John Grant was a leading Scottish footballer of the 1950s and ‘60s , a significant player in the history of Hibs as captain over several seasons and for whom he played some 300 games. Nicknamed “The Duke” for his smart dress sense and classy play, he earned two full caps for Scotland as well as six League caps, recording five wins, three draws and no defeats, an enviable record in a Scottish jersey. Just over a year after his Hibs debut, he made his debut in European football in 1956 in the first leg of the semi-final of the inaugural European Cup in Paris against Stade Reims marking the famous French international Raymond Kopa – later a European Footballer of the Yea r – and rose splendidly to the task.
An excellent all-round player who could read the game well, pass and tackle effectively, it was not surprising that he filled a number of positions before settling at right back. After fulfilling his boyhood dream by signing for Hibs in 1949 he was not able to make his first team debut for five years – it was the era of the highly successful “Famous Five” side and he was required to undertake two years’ National Service.
John Grant was born in Edinburgh, the eldest of four children of parents George and Jessie, brother to Eileen, Evelyn and George [also a professional footballer]. Their father was a Civil Service accountant and John attended Colinton Primary School before going on to Darroch Secondary. His football career began with local amateur team Colinton Mains United and then well- known juvenile side Merchiston Thistle, from whom he signed for Hibs.
Initial years were spent in the clubs thi rd team which won the East of Scotland League title in 1951 and ’52, with John a regular goalscorer. Some appearances were made for the reserves as he combined football with a joinery apprenticeship until his National Service in 1952.That was spent as a P.T.I. with the Royal Engineers in Dortmund and the posting yielded regular footballing opportunities, his discharge papers praising him for his conduct, sporting enthusiasm and personal qualities.
On December 4 1954 he made his first team debut in a 2-1 win at Easter Road against St Mirren, attracting favourable press comment before going on to play 14 times that season, gradually establishing himself. By then the Famous Five era was beginning to wind down but John benefited from their influence, especially the iconic Eddie Turnbull, who was a mentor and friend and whom he succeeded as captain.
1958 was a significant year for John. In April he played in the Scottish Cup Final at Hampden against Clyde in front of a 95,000 crow d . Although Hibs lost, he and three teammates were described as “the Hibernian players of the greatest merit”.

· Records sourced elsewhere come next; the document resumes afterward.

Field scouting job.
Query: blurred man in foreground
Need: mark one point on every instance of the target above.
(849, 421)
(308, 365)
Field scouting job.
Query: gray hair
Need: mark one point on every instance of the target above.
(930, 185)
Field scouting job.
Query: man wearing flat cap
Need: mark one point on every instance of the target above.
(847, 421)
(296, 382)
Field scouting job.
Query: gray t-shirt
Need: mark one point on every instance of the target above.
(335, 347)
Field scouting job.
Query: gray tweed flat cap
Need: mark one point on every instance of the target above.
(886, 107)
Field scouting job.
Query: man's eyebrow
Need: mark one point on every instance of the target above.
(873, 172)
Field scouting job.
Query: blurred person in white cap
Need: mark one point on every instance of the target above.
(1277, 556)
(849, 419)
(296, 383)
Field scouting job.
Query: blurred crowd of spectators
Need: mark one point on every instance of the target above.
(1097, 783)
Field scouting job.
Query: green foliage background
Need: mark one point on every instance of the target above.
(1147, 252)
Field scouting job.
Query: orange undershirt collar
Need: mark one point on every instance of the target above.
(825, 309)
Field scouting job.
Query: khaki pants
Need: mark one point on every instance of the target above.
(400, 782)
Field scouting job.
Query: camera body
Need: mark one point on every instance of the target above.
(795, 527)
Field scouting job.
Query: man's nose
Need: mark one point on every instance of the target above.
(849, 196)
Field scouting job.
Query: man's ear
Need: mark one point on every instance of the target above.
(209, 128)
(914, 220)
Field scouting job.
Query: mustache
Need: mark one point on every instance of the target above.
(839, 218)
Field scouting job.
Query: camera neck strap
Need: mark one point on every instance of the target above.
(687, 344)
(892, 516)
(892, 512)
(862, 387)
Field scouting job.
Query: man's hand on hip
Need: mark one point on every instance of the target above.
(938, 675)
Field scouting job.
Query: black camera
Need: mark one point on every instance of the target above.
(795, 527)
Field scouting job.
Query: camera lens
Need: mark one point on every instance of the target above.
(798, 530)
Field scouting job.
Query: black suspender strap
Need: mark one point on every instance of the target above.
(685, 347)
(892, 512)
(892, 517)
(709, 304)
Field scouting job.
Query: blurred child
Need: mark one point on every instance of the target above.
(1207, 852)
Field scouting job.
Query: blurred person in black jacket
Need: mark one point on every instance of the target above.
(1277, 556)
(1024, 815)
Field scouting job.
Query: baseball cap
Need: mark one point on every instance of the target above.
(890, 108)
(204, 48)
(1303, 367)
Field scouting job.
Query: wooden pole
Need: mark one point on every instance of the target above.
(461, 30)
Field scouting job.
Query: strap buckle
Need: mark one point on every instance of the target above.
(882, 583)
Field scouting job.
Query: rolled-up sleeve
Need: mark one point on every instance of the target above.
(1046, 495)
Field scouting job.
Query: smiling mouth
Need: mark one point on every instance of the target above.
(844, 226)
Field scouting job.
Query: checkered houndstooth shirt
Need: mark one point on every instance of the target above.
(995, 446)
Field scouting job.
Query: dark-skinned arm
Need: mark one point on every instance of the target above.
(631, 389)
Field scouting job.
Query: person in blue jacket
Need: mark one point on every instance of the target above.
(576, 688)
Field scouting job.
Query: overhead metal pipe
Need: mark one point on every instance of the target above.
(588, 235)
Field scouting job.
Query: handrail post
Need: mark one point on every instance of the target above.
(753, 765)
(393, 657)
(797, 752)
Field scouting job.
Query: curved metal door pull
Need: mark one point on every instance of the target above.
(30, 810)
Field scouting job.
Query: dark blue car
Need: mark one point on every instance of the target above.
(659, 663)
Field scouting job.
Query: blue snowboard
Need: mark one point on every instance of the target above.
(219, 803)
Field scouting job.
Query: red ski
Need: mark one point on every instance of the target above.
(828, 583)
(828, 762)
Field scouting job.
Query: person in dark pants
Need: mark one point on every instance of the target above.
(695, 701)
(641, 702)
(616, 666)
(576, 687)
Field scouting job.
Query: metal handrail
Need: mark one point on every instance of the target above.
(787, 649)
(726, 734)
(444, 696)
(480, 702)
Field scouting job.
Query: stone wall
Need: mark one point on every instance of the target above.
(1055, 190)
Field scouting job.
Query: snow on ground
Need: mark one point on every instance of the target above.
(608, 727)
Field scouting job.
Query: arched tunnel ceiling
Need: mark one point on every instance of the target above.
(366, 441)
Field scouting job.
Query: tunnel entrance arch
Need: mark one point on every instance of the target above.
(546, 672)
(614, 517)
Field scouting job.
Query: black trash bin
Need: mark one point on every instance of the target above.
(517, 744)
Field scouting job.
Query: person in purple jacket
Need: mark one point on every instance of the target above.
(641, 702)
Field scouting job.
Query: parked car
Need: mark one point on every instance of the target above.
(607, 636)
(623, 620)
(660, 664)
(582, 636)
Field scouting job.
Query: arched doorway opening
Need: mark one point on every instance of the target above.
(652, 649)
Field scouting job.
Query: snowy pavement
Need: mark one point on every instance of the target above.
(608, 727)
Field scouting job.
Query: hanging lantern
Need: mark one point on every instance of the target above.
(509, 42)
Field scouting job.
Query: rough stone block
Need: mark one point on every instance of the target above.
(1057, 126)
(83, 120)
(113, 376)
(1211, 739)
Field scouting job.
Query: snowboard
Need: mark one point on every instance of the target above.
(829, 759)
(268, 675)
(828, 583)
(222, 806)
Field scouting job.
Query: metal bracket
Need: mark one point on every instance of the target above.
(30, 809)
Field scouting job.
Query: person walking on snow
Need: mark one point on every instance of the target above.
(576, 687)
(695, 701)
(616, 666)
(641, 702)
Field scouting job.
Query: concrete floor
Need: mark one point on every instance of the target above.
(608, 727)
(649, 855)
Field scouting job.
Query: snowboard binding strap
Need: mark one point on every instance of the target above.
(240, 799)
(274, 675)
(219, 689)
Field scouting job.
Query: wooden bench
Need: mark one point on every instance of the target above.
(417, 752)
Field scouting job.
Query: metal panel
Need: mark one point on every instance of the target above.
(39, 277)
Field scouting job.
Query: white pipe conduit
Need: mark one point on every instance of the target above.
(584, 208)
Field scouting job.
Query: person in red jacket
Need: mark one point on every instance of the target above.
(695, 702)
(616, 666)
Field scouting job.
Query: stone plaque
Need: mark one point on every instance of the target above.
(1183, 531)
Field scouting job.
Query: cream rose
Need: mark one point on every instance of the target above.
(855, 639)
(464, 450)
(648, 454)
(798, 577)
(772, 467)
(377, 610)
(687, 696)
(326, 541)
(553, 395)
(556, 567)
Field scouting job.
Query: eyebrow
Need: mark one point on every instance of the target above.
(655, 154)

In September he played for the Scottish League in a 5-0 win over the Irish League in Belfast, one report describing him as "consistently impressive”. Further League caps followed against Ireland and England [including Jimmy Greaves and Brian Clough] prior to his first full cap under new manager Matt Busby against Wales on October 18 in a 3-0 win, with Denis Law also a debutant. Completing an eventful year, he won his second and final cap, against Northern Ireland in a drawn game in November.
Over the next three years he collected three more League caps but was unable to add to his tally of full caps. He continued featuring as a pivotal player for Hibs, with his final appearance coming in a 5-0 defeat by Celtic on March 14 1964. Months later new manager Jock Stein gave him a free transfer and John wound down his career with a season at Raith Rovers.
In 1951 he married Evelyn McKinlay, whom he had met at Edinburgh’s Palais de Danse and the couple enjoyed 41 years of happy marriage, during which they had Lesley and Karen, living firstly in Albion Road opposite Hibs ground before moving to Corstorphine. Sadly, Evelyn died in 1992.
During his playing career John worked part time for Sims’ Paints in Leith where he continued full time after hanging up his boots, while Evelyn operated a hairdressing salon in Easter Road. Later he joined Crown Wall Coverings, with whom he enjoyed a successful sales career, relocating in the mid-1980s to Bramhall in Cheshire, although he returned north regularly to visit friends and family.
One of his passions was golf. He loved playing at Gullane, which he liked to call “God’s own country”, and he continued as a country member there once based in Bramhall, where he also played locally. Competitive by nature, he succeeded in lowering his handicap to a very respectable four.
He also enjoyed foreign travel, having had a taste of it with Hibs, and used to take the family on holidays abroad, including venues where he had played. In retirement he made trips further afield to the US, Australia and South Africa, where he visited relatives. In South Africa, he achieved the considerable feat of locating his paternal grandfather’s unmarked grave to erect a headstone.
A warm family man, he was in his element wining and dining in the company of family and friends. He was generous, had a great sense of humour and loved life. Latterly, due to dementia, he lived in an Edinburgh care home where despite his limitations he cut an ever- competitive figure in the Exercise and Dance Class, always “a trier”.
He is warmly remembered by many and survived by his daughters and grandchildren Ryan, Mark, Elliot and Lewis.